Art by Rytis Sabaliauskas |
It’s the second Beneath Ceaseless Skies issue of the year and it’s just as well-paired as the first, only this one might be even more My Jam than before. Fun is still very front and center, but here we have characters finding and holding to each other despite the limitations of the places they are in. Despite the distance between them, either physical or otherwise. The characters here all need to take risks to be together, to find a life where they can be free and, if not safe, at least joyous and able to watch out and protect each other. It’s a heartwarming and exciting issue, and before I gush too much I’ll get to the reviews!
Stories:
“Every Tiny Tooth and Claw (or: Letters from the First Month of the New Directorate)" by Marissa Lingen (3457 words)
No Spoilers: The story unfolds in a series of letters between two professors, Aranth and Pippa, separated as one does their sabbatical abroad while the other remains stuck in the middle of an increasingly authoritarian coup that threatens not just their work but their life. The piece involves layers of both magical research and application, a clever attempt to slip under government scrutiny, and a wonderfully warm and romantic exchange between partners and friends. It’s fun and it’s triumphant and it shows a resilience in the face of dire political movements.
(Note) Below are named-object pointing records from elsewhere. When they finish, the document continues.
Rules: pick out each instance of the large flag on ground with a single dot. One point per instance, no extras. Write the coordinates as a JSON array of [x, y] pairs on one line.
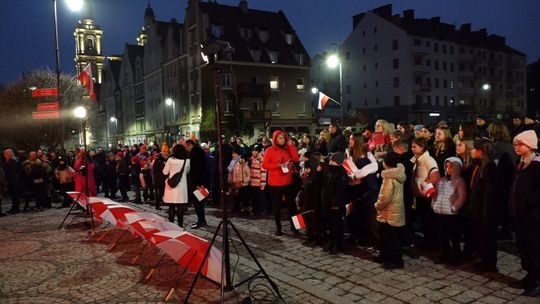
[[85, 77], [323, 100]]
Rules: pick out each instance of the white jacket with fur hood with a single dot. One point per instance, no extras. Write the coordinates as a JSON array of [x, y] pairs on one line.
[[389, 205]]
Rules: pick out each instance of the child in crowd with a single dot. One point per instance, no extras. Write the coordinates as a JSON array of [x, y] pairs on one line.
[[391, 211], [450, 197], [334, 199]]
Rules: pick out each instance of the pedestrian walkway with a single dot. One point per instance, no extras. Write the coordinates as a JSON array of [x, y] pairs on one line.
[[40, 264]]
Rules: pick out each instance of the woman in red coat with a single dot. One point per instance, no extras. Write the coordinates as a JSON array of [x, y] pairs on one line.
[[279, 160], [82, 173]]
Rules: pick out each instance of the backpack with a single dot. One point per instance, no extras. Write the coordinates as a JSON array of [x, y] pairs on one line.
[[174, 180]]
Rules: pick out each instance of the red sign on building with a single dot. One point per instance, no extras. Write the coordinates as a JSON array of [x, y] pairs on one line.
[[46, 115], [45, 92], [48, 106]]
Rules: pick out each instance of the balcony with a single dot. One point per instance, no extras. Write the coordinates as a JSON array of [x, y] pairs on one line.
[[255, 115], [421, 87], [253, 90], [466, 91]]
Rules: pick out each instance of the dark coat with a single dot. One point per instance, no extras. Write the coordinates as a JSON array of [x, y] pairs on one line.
[[338, 142], [199, 171]]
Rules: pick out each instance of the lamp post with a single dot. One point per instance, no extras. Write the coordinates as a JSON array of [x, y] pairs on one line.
[[74, 5], [333, 61], [169, 102]]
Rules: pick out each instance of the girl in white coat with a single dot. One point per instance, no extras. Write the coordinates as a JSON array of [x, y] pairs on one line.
[[177, 197]]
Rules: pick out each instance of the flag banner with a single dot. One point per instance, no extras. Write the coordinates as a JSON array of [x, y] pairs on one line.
[[349, 166], [323, 100], [428, 189], [86, 79], [348, 209], [201, 193]]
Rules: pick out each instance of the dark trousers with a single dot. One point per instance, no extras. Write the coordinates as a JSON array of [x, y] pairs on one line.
[[428, 224], [278, 193], [336, 226], [486, 239], [178, 211], [123, 184], [391, 248], [449, 234], [529, 247]]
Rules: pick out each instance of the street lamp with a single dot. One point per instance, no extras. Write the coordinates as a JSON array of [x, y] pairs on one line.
[[74, 5], [333, 61]]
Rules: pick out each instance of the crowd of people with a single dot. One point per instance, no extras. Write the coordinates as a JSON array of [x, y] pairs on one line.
[[397, 188]]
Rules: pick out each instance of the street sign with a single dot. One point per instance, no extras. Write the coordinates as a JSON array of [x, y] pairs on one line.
[[48, 106], [46, 115], [45, 92]]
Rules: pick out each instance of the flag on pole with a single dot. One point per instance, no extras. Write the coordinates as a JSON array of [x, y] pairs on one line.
[[323, 100], [298, 221], [85, 77]]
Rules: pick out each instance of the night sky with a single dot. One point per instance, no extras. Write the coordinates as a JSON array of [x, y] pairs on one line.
[[27, 41]]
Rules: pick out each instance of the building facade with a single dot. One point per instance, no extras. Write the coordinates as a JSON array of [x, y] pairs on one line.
[[168, 91], [399, 67]]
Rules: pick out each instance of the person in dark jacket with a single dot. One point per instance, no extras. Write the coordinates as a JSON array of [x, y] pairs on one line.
[[157, 174], [338, 142], [334, 199], [199, 178], [279, 160], [13, 171], [485, 191], [525, 207]]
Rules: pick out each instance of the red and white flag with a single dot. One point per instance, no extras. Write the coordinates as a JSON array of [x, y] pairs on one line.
[[323, 100], [348, 209], [201, 193], [298, 221], [85, 77]]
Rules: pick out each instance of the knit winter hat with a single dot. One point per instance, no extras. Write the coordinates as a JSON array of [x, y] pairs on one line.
[[337, 157], [165, 148], [391, 159], [528, 138]]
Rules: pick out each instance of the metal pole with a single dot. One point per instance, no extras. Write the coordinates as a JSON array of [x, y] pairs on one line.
[[57, 51]]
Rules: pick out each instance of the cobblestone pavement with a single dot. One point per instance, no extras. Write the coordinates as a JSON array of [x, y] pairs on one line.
[[40, 264]]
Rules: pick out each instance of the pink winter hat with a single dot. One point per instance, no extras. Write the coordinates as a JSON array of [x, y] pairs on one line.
[[528, 138]]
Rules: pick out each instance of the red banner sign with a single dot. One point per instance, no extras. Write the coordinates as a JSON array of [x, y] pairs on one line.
[[46, 115], [48, 106], [45, 92]]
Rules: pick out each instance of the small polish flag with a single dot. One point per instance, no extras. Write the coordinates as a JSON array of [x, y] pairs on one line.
[[428, 189], [201, 193], [85, 77], [348, 209], [323, 100], [298, 221]]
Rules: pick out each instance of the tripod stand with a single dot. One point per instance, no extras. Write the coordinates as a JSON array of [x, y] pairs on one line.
[[216, 50], [86, 176]]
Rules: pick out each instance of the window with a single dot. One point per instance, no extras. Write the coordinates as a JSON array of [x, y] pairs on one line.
[[396, 82], [227, 81], [395, 63], [274, 83], [273, 56], [395, 45], [257, 105], [255, 55], [289, 38], [275, 107], [263, 35], [217, 30], [300, 58], [300, 84]]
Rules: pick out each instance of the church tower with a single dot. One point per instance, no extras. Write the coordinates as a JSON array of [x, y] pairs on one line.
[[149, 19], [88, 47]]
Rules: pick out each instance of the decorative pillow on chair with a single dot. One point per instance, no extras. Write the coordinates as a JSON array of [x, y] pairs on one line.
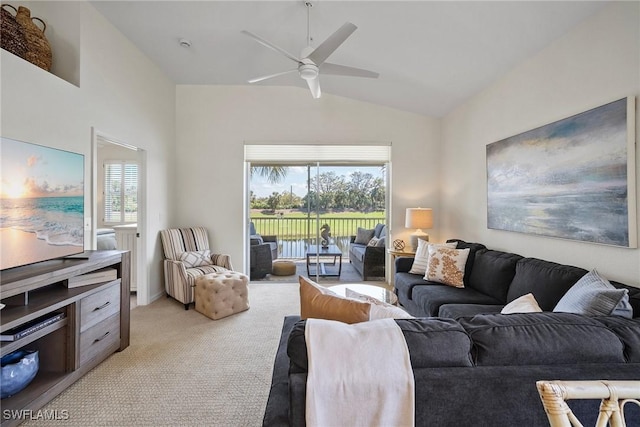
[[421, 259], [196, 258], [446, 265], [525, 304], [593, 295], [363, 236]]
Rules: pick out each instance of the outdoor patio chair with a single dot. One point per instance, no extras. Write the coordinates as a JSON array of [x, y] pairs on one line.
[[187, 257]]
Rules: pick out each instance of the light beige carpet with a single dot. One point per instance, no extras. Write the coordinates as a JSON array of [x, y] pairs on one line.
[[183, 369]]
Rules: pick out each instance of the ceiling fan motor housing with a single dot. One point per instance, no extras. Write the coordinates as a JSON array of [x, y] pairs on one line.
[[308, 71]]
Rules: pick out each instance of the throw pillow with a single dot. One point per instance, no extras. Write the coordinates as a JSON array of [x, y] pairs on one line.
[[446, 265], [421, 259], [373, 241], [525, 304], [321, 303], [379, 309], [363, 236], [196, 258], [593, 295]]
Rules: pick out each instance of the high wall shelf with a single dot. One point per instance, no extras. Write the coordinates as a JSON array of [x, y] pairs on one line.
[[96, 322]]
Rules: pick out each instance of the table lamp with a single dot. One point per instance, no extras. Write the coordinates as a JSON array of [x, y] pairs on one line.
[[418, 218]]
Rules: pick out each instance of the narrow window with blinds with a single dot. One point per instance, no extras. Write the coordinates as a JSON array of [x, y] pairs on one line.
[[120, 193]]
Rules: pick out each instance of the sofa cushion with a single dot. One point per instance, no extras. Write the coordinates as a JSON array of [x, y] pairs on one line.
[[455, 311], [358, 251], [493, 272], [593, 295], [546, 280], [421, 258], [433, 295], [432, 343], [319, 302], [363, 236], [541, 339], [525, 304], [473, 248], [447, 265]]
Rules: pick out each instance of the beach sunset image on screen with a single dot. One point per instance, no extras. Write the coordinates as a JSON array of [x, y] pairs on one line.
[[42, 203]]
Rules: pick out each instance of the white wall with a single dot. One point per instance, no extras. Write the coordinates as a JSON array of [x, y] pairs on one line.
[[121, 93], [213, 122], [595, 63]]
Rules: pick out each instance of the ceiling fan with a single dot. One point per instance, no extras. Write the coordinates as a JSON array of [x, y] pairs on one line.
[[311, 62]]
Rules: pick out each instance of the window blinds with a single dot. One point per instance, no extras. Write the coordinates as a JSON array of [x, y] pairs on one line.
[[120, 192]]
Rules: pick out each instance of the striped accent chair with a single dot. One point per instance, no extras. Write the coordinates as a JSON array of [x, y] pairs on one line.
[[180, 275]]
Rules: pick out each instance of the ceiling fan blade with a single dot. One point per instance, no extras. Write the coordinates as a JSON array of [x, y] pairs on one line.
[[322, 52], [314, 87], [271, 46], [259, 79], [343, 70]]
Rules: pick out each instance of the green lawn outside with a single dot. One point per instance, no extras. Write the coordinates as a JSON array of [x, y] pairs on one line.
[[294, 225]]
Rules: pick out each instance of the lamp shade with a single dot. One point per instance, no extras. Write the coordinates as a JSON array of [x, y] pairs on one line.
[[419, 218]]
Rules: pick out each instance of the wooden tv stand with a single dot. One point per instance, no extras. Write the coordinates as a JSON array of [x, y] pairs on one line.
[[96, 324]]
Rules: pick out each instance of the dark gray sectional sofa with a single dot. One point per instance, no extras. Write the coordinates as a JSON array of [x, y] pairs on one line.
[[492, 280], [369, 261], [475, 367]]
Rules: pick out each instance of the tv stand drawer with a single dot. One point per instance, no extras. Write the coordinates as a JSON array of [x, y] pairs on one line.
[[95, 340], [99, 306]]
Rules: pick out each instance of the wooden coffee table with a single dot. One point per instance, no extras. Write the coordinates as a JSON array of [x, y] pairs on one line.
[[376, 292]]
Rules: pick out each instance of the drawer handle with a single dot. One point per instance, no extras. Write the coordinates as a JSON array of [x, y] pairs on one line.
[[101, 338], [102, 306]]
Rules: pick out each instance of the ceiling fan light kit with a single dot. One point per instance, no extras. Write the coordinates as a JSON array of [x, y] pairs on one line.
[[312, 60]]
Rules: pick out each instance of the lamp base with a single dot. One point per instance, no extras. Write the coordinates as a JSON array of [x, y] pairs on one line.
[[413, 239]]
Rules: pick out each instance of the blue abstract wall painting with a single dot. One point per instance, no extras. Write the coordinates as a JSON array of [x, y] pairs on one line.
[[571, 179]]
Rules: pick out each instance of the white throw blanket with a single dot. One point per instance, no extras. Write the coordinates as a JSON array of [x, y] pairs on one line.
[[359, 375]]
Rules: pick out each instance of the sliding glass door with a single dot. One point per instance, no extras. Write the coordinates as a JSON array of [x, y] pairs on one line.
[[315, 207]]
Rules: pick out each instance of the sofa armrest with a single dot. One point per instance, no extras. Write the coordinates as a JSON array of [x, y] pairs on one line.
[[403, 264], [223, 260], [374, 254]]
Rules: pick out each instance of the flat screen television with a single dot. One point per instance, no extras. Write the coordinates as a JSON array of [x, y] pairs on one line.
[[42, 203]]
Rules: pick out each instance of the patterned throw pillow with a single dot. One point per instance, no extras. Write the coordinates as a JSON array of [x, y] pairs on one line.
[[363, 236], [446, 265], [525, 304], [421, 259], [593, 295], [196, 258]]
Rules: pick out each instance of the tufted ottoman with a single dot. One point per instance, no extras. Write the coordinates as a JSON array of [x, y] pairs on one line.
[[283, 268], [219, 295]]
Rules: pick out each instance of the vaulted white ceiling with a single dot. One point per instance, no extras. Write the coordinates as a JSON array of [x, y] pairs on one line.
[[431, 55]]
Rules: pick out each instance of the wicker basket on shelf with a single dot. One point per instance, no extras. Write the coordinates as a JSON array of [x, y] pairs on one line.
[[12, 36], [38, 48]]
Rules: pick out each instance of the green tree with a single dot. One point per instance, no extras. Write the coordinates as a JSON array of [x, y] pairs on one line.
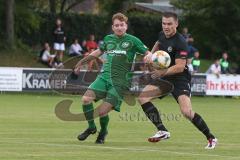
[[214, 24]]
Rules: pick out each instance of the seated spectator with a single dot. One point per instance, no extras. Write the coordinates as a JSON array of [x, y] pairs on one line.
[[224, 63], [215, 68], [46, 57], [196, 62], [75, 49]]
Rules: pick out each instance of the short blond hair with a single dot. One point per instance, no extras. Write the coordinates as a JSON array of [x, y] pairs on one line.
[[120, 17]]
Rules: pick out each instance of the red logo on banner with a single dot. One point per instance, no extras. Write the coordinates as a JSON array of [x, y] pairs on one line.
[[183, 53]]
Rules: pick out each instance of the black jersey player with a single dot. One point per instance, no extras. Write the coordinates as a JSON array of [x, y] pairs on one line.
[[173, 43]]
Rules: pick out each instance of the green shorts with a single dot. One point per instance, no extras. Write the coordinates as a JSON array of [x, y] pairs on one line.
[[105, 90]]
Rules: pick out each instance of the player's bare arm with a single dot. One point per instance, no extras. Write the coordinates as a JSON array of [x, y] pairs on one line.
[[177, 68], [155, 47], [95, 54]]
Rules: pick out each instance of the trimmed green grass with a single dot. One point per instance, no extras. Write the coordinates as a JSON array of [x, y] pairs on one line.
[[30, 130]]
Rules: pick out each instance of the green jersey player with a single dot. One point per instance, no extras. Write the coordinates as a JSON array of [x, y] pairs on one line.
[[120, 49]]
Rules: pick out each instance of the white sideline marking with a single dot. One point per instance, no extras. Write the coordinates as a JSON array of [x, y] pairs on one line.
[[135, 149], [175, 142]]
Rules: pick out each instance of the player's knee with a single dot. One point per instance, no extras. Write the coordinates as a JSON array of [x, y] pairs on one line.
[[87, 100], [143, 100], [186, 112]]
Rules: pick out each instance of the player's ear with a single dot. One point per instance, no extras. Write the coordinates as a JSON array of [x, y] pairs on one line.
[[176, 23]]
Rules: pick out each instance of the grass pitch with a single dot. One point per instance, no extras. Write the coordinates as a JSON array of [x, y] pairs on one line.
[[30, 130]]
Keywords: Letters, Academia, Magic Animals, Governments, Trans MC, Water
Review: Well the format here, the framing of the piece as letters, allows for some great moments, and some great ways of playing with form and function. I particularly liked the way that the story took on a code once the writers realized they had to be extremely careful with their correspondence, once it became so very dangerous for especially Aranth, who is still in the a city that is undergoing some alarming events, the formerly democratic government being replaced by a totalitarian triumvirate. It impacts everything but especially the research that the characters are doing, robbing it of funding and also subverting it to try and work it into the interests of this new regime. Aranth has to deal with one of their students suddenly being marked for death and their own position shaky, fragile. They have to work with Pippa to try and save themself, their student, and as much of their work as they can. The piece in many ways features a loss of home, and that aspect of the story is sharp, speaking to the very real fears that exist when there is political change, when authoritarian regimes come to power. More than the loss, though, I feel the story is a rather wonderful look at the real homes the characters have in each other. The love that burns and shines on the page. These are two people who have such an easy rapport and deep connection, who can read between the lines even when the government censors cannot. It’s that which allows them to continue to work and to save what they can while planning a larger resistance, a way to maybe turn back the terrible influence of this government. And it’s a wonderfully built world and delightfully rendered story, complex enough and even with the danger and violence of the coup in the backdrop, always bright and hopeful and breathless and fun. A fantastic read!
“The Candle Queen” by Ephiny Gale (2258 words)
No Spoilers: The narrator of this story has been training most of their life to become the Candle Queen, the person who bears upon their head an apparatus on which sits three candles. If ever all three go out at once, the world will end. And so someone needs to always carry them, surrounded by attendants, never let out of their dress or the weight of the candles and stand on their head. It’s not the loneliest of lives, but it’s one that involves a strict sense of duty and a lack of privacy, which makes intimate connections not just taboo, but rather difficult. Except that the narrator finds themself drawn to one of the handmaidens, to a woman named Anne, and it’s a connection that might save her or destroy the world.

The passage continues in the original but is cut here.